I wish I didn’t have to write this, but the more time I spend looking at threads like this one (I refer to the Flat Earth nonsense I’ve discussed before), this one (vaccines are all big pharma conspiracies dude!) and all sorts of hastily generalised rubbish like this, the more I feel the need to stand up and lend my own, small voice against this tidal wave of ignorance that seems determined to come crashing down upon us.
Increasingly, we live in a world where anyone can come up with a half-baked idea (I refer once again to the flat earth theory), and with enough big words, it can be taken seriously, not because it should be, but because it sounds clever. If something contradicts a certain narrative (for example, climate change contradicts the aims and goals of big business and their powerful political allies) it gets condemned as fake news (Trump, I’m looking at you).

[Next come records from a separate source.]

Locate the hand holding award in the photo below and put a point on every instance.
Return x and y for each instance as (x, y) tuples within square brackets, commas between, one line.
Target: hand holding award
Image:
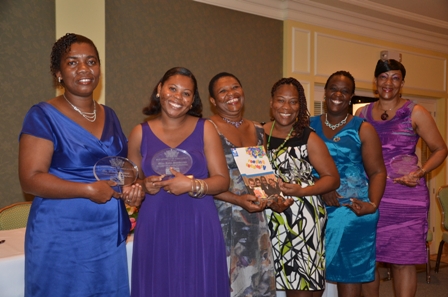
[(117, 169)]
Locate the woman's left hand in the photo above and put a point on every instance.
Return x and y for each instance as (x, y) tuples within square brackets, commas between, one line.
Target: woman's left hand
[(410, 180), (133, 195), (360, 207), (177, 185), (280, 204), (289, 189)]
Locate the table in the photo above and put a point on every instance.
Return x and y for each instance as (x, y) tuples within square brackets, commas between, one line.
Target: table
[(12, 265), (12, 262)]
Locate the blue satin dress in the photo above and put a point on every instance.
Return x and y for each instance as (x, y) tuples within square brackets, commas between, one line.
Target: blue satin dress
[(349, 239), (75, 247)]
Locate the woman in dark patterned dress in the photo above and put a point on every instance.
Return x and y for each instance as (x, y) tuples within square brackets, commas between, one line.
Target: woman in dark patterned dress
[(249, 250), (297, 234)]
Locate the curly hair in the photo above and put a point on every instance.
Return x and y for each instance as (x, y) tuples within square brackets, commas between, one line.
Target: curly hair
[(343, 73), (215, 78), (303, 118), (62, 46), (154, 107), (388, 65)]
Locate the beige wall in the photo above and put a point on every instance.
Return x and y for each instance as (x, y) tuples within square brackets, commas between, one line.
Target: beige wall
[(138, 40), (312, 54)]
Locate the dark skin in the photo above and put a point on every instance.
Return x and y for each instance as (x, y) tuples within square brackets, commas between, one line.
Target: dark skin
[(338, 94), (389, 85), (285, 108), (172, 126), (80, 72), (228, 99)]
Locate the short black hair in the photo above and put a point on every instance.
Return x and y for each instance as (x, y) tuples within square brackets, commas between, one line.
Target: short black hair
[(154, 107), (62, 46), (215, 78), (388, 65)]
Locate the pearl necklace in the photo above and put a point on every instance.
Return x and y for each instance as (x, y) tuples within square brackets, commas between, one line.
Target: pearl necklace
[(334, 127), (236, 124), (90, 116)]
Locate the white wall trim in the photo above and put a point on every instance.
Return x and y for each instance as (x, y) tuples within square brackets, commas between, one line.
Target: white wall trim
[(335, 18)]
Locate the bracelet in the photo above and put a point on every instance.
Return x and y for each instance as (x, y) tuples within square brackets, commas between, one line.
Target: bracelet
[(199, 188)]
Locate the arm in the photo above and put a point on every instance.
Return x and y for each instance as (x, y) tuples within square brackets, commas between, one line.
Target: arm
[(426, 128), (134, 154), (35, 156), (372, 157), (322, 161)]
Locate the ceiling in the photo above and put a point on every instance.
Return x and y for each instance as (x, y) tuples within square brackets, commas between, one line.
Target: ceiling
[(420, 23)]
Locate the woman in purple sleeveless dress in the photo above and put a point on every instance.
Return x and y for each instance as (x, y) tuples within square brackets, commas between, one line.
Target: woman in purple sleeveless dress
[(402, 227), (179, 247)]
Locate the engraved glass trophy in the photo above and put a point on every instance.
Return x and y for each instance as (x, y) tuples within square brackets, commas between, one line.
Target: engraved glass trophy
[(117, 169), (178, 159), (403, 165)]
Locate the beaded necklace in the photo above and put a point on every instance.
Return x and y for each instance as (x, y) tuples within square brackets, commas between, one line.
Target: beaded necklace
[(237, 124), (90, 116)]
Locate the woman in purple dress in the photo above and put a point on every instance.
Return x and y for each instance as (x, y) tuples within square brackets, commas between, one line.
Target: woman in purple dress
[(402, 226), (179, 247)]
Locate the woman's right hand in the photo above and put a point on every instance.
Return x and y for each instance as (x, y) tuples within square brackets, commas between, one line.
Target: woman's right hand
[(102, 191), (152, 185), (250, 203), (331, 198)]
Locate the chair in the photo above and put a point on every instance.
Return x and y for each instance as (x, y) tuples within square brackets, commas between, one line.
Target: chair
[(14, 216), (442, 196)]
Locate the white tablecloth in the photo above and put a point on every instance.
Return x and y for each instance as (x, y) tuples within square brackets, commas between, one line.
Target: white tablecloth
[(12, 265), (12, 262)]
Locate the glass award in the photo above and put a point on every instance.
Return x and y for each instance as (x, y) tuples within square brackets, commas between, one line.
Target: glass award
[(117, 169), (403, 165), (178, 159)]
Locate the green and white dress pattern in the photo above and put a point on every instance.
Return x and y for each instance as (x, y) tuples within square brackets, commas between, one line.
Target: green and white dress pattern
[(298, 233)]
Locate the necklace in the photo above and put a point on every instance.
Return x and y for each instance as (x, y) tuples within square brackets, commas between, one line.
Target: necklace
[(334, 127), (384, 115), (237, 124), (90, 116), (286, 139)]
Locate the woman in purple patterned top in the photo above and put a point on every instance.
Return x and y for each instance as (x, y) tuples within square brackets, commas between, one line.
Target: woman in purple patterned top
[(402, 226)]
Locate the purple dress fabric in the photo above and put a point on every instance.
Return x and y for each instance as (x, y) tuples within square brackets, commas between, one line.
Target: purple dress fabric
[(179, 247), (402, 227)]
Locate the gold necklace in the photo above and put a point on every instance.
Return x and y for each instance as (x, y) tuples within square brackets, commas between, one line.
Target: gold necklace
[(286, 139)]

Yes, sometimes scientists lie. Sometimes they get things wrong. Scientists are also human, and therefore not perfect, and sometimes the information and evidence will, at first examination, lead to incorrect conclusions. What opponents of science suggest is to throw the baby out with the bathwater – ‘if the theory is not perfect’, they crow, ‘or if scientists are not perfect, we should discount it. Here’s a replacement theory’. It doesn’t matter if the new theory offers up a poorer explanation of the facts. It doesn’t matter if it is full of holes. ‘If theory A isn’t perfect, theory B wins’, even if theory B is a load of bull.
At least the March for Science has shown there are people who are still interested in facts and in learning. I implore everyone to check it out – don’t fall for the ignorance that Trump and his ilk peddle!